In any physical system, information can take a life of its own. As long as there is matter to support memory, computation, and learning, it does not matter what kind of matter it is. Physicists can study waves without knowing what the wave is made of. This property is called substrate independence — information becomes independent from its physical system, and it means different physical systems can all become intelligent.

Emergence

A single human cell is made up of many different and dead organelles, yet cells are living. This is an example of a fundamental and mysterious property of our universe, emergence, where the whole is greater than the sum of its parts.

Often, in emergent structures, there are no well-defined leaders, and sometimes, no leaders at all. In the immune system, soldiers, messengers, and antibody factories are scattered throughout the body with no control center. The parts that make up the immune system each have their own roles and behaviors, yet they manage to fight infectious disease together better than they could on their own.

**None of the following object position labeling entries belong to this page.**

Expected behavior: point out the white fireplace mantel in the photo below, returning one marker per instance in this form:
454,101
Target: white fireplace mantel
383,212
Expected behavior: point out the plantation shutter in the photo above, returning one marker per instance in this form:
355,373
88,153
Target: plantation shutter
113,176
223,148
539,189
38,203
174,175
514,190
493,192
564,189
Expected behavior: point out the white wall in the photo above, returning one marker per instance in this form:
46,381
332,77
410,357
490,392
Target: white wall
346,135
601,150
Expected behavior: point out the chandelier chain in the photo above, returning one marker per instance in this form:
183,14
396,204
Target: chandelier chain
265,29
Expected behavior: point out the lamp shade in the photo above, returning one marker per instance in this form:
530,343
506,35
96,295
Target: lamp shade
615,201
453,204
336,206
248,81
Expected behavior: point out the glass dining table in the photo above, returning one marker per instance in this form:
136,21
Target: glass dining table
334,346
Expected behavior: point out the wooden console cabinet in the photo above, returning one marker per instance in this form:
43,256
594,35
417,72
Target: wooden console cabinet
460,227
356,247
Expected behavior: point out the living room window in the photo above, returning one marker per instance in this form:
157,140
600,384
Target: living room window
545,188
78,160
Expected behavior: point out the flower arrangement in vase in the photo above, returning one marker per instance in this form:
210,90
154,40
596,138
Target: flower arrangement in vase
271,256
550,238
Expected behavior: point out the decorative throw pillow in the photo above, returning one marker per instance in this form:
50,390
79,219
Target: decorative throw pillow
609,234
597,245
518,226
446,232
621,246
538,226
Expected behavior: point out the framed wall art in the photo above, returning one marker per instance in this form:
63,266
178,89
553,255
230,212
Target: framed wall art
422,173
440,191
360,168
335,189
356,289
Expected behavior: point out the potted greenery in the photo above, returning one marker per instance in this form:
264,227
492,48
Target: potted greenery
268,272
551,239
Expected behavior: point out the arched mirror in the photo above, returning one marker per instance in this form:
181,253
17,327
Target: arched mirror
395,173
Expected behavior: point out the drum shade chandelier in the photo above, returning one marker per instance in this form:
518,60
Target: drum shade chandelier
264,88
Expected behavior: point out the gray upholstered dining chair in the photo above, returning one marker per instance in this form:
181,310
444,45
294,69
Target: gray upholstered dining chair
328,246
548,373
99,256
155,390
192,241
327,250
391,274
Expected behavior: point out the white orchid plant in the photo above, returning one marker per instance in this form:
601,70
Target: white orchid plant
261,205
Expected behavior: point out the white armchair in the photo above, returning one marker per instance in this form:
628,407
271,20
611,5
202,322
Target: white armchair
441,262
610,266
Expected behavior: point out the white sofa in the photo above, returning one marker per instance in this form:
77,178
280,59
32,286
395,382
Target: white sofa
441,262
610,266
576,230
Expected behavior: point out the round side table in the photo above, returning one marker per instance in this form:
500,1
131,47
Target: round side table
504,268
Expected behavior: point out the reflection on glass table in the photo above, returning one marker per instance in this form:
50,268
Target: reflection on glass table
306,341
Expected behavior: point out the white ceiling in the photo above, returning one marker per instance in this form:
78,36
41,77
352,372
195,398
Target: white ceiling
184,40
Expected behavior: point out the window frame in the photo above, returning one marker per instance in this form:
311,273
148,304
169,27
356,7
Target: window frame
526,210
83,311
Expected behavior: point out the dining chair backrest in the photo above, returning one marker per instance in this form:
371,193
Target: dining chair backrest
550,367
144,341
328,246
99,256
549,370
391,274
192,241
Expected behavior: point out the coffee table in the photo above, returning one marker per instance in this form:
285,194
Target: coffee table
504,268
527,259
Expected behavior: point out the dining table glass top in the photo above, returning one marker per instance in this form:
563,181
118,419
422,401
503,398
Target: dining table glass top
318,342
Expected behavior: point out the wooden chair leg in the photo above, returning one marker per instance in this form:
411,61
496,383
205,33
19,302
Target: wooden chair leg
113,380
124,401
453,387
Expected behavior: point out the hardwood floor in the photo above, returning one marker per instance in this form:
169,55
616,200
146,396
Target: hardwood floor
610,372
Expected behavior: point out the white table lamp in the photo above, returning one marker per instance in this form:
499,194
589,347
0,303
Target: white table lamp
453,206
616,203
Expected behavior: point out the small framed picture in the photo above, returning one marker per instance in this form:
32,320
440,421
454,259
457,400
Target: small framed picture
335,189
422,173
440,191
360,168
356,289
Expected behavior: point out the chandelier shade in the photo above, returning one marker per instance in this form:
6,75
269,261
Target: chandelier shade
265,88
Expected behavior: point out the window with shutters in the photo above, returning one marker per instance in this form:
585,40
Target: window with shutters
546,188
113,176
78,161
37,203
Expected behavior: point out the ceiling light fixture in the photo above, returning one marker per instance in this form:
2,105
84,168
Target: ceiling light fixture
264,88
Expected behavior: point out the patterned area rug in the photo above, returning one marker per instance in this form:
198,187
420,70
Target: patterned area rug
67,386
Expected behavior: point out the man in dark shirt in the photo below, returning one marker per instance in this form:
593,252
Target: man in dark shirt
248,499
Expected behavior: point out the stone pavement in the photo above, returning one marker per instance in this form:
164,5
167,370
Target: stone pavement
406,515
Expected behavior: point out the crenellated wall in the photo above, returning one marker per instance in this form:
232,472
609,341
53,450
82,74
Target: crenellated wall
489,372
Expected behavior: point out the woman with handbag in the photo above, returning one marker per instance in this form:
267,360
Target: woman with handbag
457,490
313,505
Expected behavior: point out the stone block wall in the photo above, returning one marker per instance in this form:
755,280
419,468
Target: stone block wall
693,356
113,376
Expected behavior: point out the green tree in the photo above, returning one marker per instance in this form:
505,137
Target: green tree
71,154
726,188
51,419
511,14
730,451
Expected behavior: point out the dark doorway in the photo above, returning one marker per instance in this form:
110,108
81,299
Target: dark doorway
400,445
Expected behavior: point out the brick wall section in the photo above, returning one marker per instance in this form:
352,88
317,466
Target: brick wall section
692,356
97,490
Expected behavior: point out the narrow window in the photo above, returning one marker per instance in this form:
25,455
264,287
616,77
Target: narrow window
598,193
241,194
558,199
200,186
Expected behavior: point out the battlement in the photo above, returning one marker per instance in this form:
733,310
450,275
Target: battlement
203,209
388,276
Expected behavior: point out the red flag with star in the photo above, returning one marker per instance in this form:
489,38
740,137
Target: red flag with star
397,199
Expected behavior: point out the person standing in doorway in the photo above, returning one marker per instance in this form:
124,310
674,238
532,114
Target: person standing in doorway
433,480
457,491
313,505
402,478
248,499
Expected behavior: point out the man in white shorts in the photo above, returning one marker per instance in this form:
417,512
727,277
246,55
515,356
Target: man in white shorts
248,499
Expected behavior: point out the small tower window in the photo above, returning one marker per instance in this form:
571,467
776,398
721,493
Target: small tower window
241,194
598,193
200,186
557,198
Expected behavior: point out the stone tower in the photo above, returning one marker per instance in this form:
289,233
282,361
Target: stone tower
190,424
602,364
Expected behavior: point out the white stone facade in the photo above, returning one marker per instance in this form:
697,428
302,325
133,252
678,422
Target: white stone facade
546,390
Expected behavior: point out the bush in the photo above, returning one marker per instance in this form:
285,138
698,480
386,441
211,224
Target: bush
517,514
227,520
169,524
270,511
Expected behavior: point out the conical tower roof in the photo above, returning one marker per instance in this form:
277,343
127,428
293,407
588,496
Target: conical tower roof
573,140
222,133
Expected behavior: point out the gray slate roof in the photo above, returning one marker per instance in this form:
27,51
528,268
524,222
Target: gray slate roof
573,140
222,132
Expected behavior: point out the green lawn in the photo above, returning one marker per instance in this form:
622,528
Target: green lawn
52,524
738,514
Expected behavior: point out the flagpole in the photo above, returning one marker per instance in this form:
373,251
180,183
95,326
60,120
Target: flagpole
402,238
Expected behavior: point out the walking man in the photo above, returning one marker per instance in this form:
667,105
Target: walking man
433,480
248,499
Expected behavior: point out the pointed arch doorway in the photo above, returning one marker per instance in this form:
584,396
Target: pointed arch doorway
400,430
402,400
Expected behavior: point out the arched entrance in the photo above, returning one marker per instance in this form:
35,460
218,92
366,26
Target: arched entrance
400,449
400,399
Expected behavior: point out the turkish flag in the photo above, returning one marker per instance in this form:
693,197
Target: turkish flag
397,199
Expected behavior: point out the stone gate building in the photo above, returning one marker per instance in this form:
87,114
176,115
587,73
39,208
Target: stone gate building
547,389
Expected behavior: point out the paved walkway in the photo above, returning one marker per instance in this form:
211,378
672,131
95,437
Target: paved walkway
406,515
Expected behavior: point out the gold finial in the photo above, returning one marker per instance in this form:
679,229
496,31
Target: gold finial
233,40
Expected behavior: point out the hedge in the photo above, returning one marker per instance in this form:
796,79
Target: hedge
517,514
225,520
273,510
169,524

Similar to how intelligence is an emergent property of its substrate, consciousness could also be an emergent property of intelligence. If this is true, consciousness is two levels above physical matter.

Denying Consciousness

Humans have a history of denying lesser consciousnesses rights. Many people find it okay to eat kill and eat animals, while they find doing the same thing to humans unacceptable. In the past, humans often argued that it was acceptable to enslave of kill other people because they were more “animal” and less “human”.

Many of this world have adopted the idea of anthropocentrism, the belief that humans are the only important beings in the universe, since humans are the most intelligent beings in this world. This causes us to become greedy and apathetic towards other beings, who are sometimes even humans.

In the light of possible human-level or superhuman-level artificial intelligence, this raises two concerns:

  • If artificial intelligence is conscious, will humans disregard their needs and desires to fulfill ours? In the past, we have done it with humans slaves, and this time, the possible economic gain is massive.
  • If artificial intelligences become more powerful than humans, will they disregard our needs and desires? If they are not conscious, and decide to dispose of humans, our universe would become meaningless.

Conclusion

Consciousness is one of the hardest ideas to understand, but it is crucial that we do understand it. While a physical system can enable itself to become intelligent, consciousness might be a level above intelligence. Humans have a history of exploiting conscious beings for material gain, but before human-level AI exist, we must learn what it means to be conscious.